By heating the outer wall 8 of the plastic tube, the tensile stresses in the inner wall 9 of the tube are reduced so that the tensioned inner wall receives less tension (reduction of about 50-75%) and the subsequent cooling of the outer wall means that the tensile stresses are further balanced so that the tensile stress is no longer .

The result of the heat treatment is shown in the following experiment.

In an extruded tube, cooled to ambient temperature as described above and not subsequently heated, there is an overlap of 5-7 cm on the adjacent portions of the cut edges. This overlap 14 is shown in Fig. 5 and denotes the distance between the cutting edges 15a and 15b when the pipe is cut along the line 15 in Fig. 2. Under the combined notched impact effect, a crack expansion phenomenon occurs in the pipe. Such rupture expansion occurs especially when an unsupported portion of such a pipe is sawn off.

6 75524 After the heat treatment, the overlap is less than 2 cm, whereby the step of subjecting the pipe to the combined notched impact and thus causing damage no longer results in the expansion of the rupture in the inner wall of the pipe.

It should be noted that the temperature during the heating of the outer wall should preferably be such that the plasticization temperature of the plastic material is exceeded, but the temperature remains below the glass transition temperature of the plastic material.

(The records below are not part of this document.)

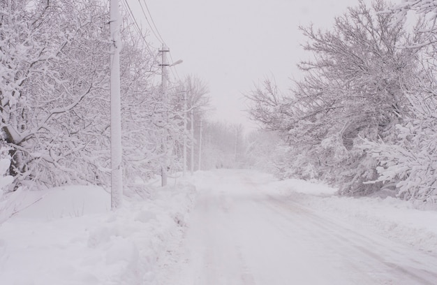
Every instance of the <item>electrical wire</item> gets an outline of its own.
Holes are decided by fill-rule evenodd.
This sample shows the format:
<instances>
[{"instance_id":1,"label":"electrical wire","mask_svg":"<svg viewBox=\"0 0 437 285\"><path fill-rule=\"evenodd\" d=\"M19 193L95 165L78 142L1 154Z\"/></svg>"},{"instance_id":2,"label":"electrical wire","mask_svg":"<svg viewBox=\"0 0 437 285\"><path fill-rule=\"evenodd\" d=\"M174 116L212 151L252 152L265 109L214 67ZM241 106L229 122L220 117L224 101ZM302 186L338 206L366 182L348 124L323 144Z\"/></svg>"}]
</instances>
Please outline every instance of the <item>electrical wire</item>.
<instances>
[{"instance_id":1,"label":"electrical wire","mask_svg":"<svg viewBox=\"0 0 437 285\"><path fill-rule=\"evenodd\" d=\"M143 35L142 31L141 31L141 28L140 27L138 22L135 18L133 13L132 12L132 10L131 9L131 6L129 6L129 3L128 3L127 0L123 0L121 3L124 4L125 9L127 10L126 12L128 12L128 17L129 17L131 18L131 20L133 21L133 23L135 24L134 27L136 28L137 31L140 34L140 36L141 36L141 38L142 38L142 40L144 41L146 45L146 48L149 50L149 52L150 52L151 54L153 54L154 52L152 52L151 49L150 48L150 46L149 45L149 43L147 43L147 41L146 41L146 38Z\"/></svg>"},{"instance_id":2,"label":"electrical wire","mask_svg":"<svg viewBox=\"0 0 437 285\"><path fill-rule=\"evenodd\" d=\"M134 27L136 29L137 31L140 34L140 35L141 36L141 38L142 38L142 40L144 41L146 47L147 48L147 50L149 50L149 52L150 52L151 54L153 54L154 53L151 52L151 49L150 48L150 46L149 45L149 43L147 43L147 41L146 41L145 36L144 36L144 34L142 34L142 31L141 31L141 27L140 26L140 24L138 24L136 18L135 17L135 15L133 14L133 13L132 12L132 9L131 8L131 6L129 6L129 3L128 3L128 0L123 0L121 1L121 3L123 3L123 5L125 7L125 9L127 10L128 12L128 17L131 19L131 21L133 21L134 24ZM156 38L156 39L158 40L158 41L159 41L161 44L165 45L165 41L164 41L164 39L163 38L163 37L161 35L161 33L159 32L159 30L158 29L158 27L156 27L156 24L155 24L155 21L153 19L153 17L151 15L151 13L150 13L150 10L149 9L149 6L147 6L147 3L146 2L145 0L142 0L142 2L144 3L144 6L146 7L146 10L144 9L144 6L141 3L140 0L138 0L138 3L140 3L140 6L141 7L141 10L142 12L142 14L144 15L145 17L146 18L146 21L147 22L147 24L149 24L149 27L150 27L150 30L152 31L153 34L155 36L155 37ZM147 17L147 15L146 15L146 10L147 11L147 13L149 15L149 17ZM150 20L149 20L149 17L150 18ZM172 61L172 62L175 62L175 61L173 60L173 58L172 57L172 54L171 52L169 52L170 54L170 58ZM170 69L173 77L175 78L177 78L179 80L179 82L181 82L181 78L179 75L179 73L177 72L177 69L176 68L176 67L175 66L172 66L171 67L172 67L172 68Z\"/></svg>"},{"instance_id":3,"label":"electrical wire","mask_svg":"<svg viewBox=\"0 0 437 285\"><path fill-rule=\"evenodd\" d=\"M146 6L146 9L147 10L147 13L150 15L150 20L151 20L151 23L154 24L154 27L155 27L155 29L156 30L156 33L158 33L158 35L159 36L159 38L161 38L162 43L165 43L165 41L164 41L163 37L161 36L161 34L159 33L159 30L158 29L158 27L155 24L155 21L154 20L154 17L151 16L151 13L150 13L150 10L149 10L149 6L147 6L147 3L146 2L146 0L142 0L142 1L143 1L144 3L145 3L145 5Z\"/></svg>"},{"instance_id":4,"label":"electrical wire","mask_svg":"<svg viewBox=\"0 0 437 285\"><path fill-rule=\"evenodd\" d=\"M147 8L147 4L146 4L145 1L143 1L143 2L146 5L146 8ZM138 0L138 3L140 3L140 6L141 7L141 10L142 11L142 15L144 15L144 17L145 17L145 18L146 18L146 21L147 22L147 24L149 24L149 27L150 27L150 30L154 34L154 35L155 35L155 37L156 38L158 41L159 41L161 44L165 44L165 43L163 40L163 38L161 36L161 34L159 34L159 31L158 31L158 29L156 29L156 26L155 26L154 24L154 26L155 27L155 29L154 29L154 28L152 27L152 24L150 24L150 21L149 21L149 17L147 17L147 15L146 15L146 12L145 12L145 10L144 9L144 7L143 7L142 4L141 3L141 0ZM147 11L149 11L149 9L147 9ZM150 13L149 15L150 15ZM150 15L150 18L151 19L151 15ZM156 31L155 31L155 29L156 30Z\"/></svg>"}]
</instances>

According to another example, the tube is extruded as in the previous example and cooled on the outside by a calibration box 7 and on the inside by a cylindrical part 12 to which cooling water is fed through the tube 13. Cooling by means of the calibration box 7 and part 12 is performed simultaneously.

There is only a 2 cm overlap in the manufactured pipe and the length of the tear formed in the inner wall does not increase.

When using pipes with a diameter of 200 mm, no rupture of the rupture occurs with an overlap of 15 mm.

When using pipes with a diameter of 250 mm, no rupture of the rupture occurs with an overlap of 22 mm.

As shown in Fig. 3, the channels 3 with a rounded cross-section may have an elliptical shape or some other rounded cross-section, as shown in Fig. 4.

Claims (1)

7,75524 Claim Extruded plastic pipe made of thermoplastic, in particular polyvinyl stem, in which the wall of the pipe consists of an inner wall (9) and an outer wall (8) connected to each other by partitions thus forming longitudinal channels (3) spaced apart perimeter and having a rounded cross-sectional shape, characterized in that the tube has the molecular structure and stresses of a tube obtained by heating a calibrated and cooled o tube to a temperature range of 50-100 C for less than 5 minutes, resulting in an inner and outer wall (9, 8) a molecular structure such that the stresses of the outer wall and the stresses of the inner wall are equalized so that there is a circumferential resultant stress in the wall of the pipe (2), which for testing ), which is less than 5%, advantage less than 2% of the total circumference of the pipe.